Enfin, le principe anthropique suscite des questions relatives à l’état final de l’Univers. Ces questions correspondent à la formulation que Barrow nomme «principe anthropique fort». «Quel qu’ait été l’Univers, la vie devait exister pour pouvoir donner un sens à ce même Univers» (Barrow), ou encore «l’intelligence ou la vie est indispensable à l’existence même du cosmos» (Tipler). L’Univers n’est pas achevé. Qu’est-ce que cela implique physiquement? Qu’implique la prise en compte dans ce devenir de la survenue d’une partie qui prend conscience de cet inachèvement et qui se situe par rapport à cette potentialité d’innovation physique d’ordre en se posant la question du sens de la totalité et celui de sa présence dans cette totalité? «Pas de conscience, pas de communauté qui communique pour établir un sens? Alors, il n’y a pas de monde! De ce point de vue, on doit comparer l’Univers à un circuit autoexcité dans ce sens que l’Univers donne naissance à la conscience et la conscience donne un sens à l’Univers. En donnant un sens à l’Univers, l’observateur se donne de plus un sens à lui-même comme partie de cet Univers» (J. A. Wheeler et C. A. Patton, Is Physics Legislated by Cosmogony? ). C’est sur la question du sens qu’achoppe le principe anthropique, en montrant ce processus de création d’un sens comme impliqué dans la propriété d’autoconsistance du tout. «Se peut-il que l’Univers soit « amené à l’être» par la participation de ceux qui en participent? » (J. A. Wheeler, K. S. Thorne et C. Misner, Gravitation ). Ce que pointe le principe anthropique serait une relation créatrice du tout cosmique entre chaque individuation locale et l’organisation globale.

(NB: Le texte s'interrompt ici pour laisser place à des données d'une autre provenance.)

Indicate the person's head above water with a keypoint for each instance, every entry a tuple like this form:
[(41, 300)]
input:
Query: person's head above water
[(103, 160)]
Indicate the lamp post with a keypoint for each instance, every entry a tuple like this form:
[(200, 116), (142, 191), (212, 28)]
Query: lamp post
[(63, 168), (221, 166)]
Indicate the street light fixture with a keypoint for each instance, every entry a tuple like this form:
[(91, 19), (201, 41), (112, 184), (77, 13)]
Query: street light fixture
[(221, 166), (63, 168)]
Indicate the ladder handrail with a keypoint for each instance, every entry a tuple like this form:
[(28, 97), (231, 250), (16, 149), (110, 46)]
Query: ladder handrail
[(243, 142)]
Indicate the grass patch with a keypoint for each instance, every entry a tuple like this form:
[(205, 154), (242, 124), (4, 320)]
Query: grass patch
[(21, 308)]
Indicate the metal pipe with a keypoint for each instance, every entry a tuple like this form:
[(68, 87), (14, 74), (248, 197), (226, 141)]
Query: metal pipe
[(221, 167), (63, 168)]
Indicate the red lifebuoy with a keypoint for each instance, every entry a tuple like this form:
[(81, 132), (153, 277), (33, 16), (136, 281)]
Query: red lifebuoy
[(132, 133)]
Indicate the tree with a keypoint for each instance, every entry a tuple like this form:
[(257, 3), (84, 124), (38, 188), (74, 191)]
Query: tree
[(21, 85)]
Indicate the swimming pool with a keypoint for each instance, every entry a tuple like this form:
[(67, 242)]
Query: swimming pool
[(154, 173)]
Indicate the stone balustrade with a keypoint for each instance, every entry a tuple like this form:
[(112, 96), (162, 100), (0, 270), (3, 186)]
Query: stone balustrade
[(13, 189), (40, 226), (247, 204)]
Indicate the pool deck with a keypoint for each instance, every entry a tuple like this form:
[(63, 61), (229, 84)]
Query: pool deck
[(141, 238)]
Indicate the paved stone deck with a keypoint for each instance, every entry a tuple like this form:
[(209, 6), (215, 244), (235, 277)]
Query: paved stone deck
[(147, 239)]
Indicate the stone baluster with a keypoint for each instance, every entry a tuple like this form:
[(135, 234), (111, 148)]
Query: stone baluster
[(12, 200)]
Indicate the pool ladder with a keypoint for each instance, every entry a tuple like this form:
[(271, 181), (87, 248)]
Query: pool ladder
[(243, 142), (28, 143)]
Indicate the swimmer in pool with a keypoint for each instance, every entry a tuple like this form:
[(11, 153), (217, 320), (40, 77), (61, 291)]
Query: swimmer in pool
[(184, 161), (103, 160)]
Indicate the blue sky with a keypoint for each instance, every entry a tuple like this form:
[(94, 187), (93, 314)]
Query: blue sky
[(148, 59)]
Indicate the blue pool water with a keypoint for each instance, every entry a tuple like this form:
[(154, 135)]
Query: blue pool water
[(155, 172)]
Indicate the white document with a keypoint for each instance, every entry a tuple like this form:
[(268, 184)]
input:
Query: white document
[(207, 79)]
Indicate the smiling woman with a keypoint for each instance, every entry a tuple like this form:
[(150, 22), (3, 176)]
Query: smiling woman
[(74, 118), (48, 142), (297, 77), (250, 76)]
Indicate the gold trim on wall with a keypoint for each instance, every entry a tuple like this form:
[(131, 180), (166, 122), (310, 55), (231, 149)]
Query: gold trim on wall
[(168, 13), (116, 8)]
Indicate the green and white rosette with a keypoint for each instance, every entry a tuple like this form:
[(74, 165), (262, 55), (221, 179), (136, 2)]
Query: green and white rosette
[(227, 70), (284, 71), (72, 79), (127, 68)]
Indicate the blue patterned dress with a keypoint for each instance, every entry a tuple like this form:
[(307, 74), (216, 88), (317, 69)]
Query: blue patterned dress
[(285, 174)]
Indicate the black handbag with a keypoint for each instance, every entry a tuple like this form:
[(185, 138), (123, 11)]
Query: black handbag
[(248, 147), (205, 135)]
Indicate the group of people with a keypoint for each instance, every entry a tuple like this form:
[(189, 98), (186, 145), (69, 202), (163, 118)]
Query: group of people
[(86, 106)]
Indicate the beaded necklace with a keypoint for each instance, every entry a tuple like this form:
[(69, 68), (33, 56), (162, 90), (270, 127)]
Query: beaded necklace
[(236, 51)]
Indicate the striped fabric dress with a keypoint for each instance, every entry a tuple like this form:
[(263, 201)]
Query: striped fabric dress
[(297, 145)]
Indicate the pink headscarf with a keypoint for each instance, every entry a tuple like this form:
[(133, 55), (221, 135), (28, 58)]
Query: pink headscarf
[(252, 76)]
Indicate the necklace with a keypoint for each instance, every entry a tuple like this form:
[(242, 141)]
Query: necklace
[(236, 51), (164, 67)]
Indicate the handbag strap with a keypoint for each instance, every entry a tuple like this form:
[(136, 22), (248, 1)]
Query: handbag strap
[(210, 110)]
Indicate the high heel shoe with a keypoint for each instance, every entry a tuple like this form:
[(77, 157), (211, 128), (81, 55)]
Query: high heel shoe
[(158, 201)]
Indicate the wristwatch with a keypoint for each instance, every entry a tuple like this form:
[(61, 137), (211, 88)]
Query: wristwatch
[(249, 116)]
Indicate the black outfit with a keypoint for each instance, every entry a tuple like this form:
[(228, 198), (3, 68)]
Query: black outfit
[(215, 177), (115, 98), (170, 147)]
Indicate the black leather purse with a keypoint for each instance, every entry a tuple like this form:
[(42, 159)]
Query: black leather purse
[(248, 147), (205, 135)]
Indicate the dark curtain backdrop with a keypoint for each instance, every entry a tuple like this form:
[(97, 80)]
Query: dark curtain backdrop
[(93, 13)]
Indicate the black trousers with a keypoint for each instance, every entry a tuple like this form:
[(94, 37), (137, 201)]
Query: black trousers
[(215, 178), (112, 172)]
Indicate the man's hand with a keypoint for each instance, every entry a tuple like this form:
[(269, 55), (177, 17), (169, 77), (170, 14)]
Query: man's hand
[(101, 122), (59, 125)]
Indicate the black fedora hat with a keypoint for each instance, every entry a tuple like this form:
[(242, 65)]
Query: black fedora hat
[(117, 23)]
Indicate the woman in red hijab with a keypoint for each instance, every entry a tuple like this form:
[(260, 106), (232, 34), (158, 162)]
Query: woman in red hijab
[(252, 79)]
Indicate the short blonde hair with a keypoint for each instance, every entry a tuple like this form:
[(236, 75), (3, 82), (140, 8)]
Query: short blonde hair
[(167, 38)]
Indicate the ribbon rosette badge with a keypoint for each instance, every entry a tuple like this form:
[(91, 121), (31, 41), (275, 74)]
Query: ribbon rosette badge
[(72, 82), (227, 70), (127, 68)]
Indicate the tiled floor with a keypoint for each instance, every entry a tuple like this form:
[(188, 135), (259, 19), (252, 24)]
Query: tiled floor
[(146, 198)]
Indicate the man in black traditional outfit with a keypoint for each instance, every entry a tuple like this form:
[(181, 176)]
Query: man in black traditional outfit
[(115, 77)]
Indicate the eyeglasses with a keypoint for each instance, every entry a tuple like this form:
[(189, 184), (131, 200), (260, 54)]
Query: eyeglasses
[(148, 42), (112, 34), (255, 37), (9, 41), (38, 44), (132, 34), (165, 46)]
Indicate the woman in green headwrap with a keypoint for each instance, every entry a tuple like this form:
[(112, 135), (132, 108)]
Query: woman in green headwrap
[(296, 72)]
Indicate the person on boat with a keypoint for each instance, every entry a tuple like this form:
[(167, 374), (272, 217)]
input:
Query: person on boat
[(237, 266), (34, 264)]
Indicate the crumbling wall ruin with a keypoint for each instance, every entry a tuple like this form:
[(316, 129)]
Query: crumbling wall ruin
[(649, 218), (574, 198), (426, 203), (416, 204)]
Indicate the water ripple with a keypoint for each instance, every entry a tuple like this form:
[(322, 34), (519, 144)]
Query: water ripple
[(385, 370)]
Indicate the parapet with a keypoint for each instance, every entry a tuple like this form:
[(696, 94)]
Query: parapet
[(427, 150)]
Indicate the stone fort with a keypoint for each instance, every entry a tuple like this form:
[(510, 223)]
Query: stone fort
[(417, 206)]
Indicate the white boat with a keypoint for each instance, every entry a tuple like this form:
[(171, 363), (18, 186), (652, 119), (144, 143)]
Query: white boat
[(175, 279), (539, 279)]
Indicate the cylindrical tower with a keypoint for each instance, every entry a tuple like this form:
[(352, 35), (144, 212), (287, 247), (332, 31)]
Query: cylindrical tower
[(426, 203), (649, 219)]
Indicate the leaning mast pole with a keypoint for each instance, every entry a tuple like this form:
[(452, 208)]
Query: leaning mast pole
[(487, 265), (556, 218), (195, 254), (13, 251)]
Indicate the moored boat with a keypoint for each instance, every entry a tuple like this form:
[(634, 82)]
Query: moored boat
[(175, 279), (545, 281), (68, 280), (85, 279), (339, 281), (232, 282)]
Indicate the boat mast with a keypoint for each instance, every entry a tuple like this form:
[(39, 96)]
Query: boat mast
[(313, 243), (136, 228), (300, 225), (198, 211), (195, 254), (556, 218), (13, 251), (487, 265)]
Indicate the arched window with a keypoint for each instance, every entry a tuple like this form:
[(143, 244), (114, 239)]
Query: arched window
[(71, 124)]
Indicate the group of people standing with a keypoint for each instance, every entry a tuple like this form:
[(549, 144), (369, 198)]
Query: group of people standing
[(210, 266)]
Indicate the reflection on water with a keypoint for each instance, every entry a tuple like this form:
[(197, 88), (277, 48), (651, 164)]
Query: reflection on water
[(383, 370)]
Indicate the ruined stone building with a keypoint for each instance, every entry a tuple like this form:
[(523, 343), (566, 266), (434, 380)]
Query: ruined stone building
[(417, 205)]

D’une certaine manière, chaque individuation porterait en soi la possibilité d’actualiser ou non l’état final de l’Univers.

Si l’on reprend les trois types d’arguments «anthropiques», il semble bien que les lois attribuant à l’Univers les propriétés de système sont corrélées aux lois de structuration d’unités locales complexes. Or rien a priori ne garantit cette corrélation, si ce n’est une hypothèse d’harmonicité entre le tout et les parties, montrant l’unité du cosmos comme relevant finalement d’un principe d’organisation, que manifeste chacune des parties et auquel participent toutes les parties. C’est une telle hypothèse qu’a formulée F. Dyson de la manière la plus nette: «Plus j’examine l’Univers et j’étudie les détails de son architecture, plus je trouve évident que l’Univers devait savoir d’une certaine manière que nous [les humains] étions en train de venir» (Disturbing Universe ).

Encyclopédie Universelle. 2012.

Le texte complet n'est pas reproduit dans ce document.